Embora seus resultados sugerem um biomarker genético não foi descoberto para esta população geral de pacientes de CHD, Mosley disse que um estudo mais adicional é necessário determinar se as populações especiais podem tirar proveito de uma contagem poligénica do risco.

“Os métodos genéticos estão obtendo melhores e os povos estão desenvolvendo estes as contagens do risco que estão executando melhor do que têm no passado,” ele disseram. “Há muitos atendimentos para ver se estes podem ser convertidos às ferramentas clínicas. Uma parte crítica deste processo é conduzir uma avaliação rigorosa de toda a contagem do risco, como foi feito para outros biomarkers cardíacos propor.”

Mosley disse que o estudo sugere que as contagens poligénicas do risco sejam adicionadas ao padrão de cuidado para identificar pacientes de alto risco de CHD neste tempo. “Essencialmente, são mais prováveis adicionar custos do que benefícios neste momento,” disse.

Wang sublinhou, “este estudo não minimiza a importância de contribuinte genéticos ao risco cardiovascular. O que mostra é que os factores genéticos fornecem informação limitada sobre quem terá realmente um evento da doença cardiovascular.”
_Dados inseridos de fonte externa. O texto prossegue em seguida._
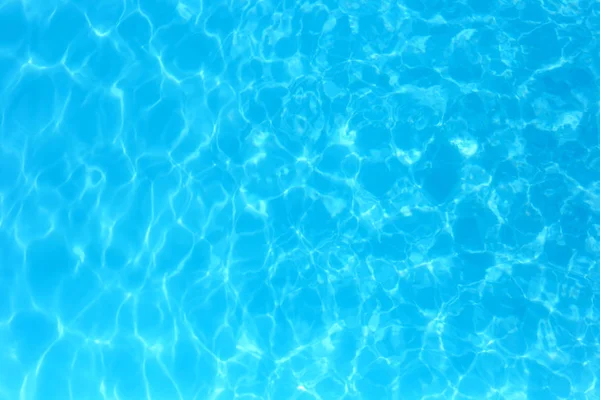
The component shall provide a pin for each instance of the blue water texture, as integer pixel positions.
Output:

Eu penso que é possível que nós poderíamos desenvolver umas contagens mais de funcionamento satisfatório. Eu penso que você poderia desenvolver umas metodologias mais rigorosas que possam aumentar o grau a que estas prevêem.”

Jonathan Mosley, autor principal

Source:
Journal reference:

Khan, S.S., et al. (2020) Do Polygenic Risk Scores Improve Patient Selection for Prevention of Coronary Artery Disease?. JAMA. doi.org/10.1001/jama.2019.21667.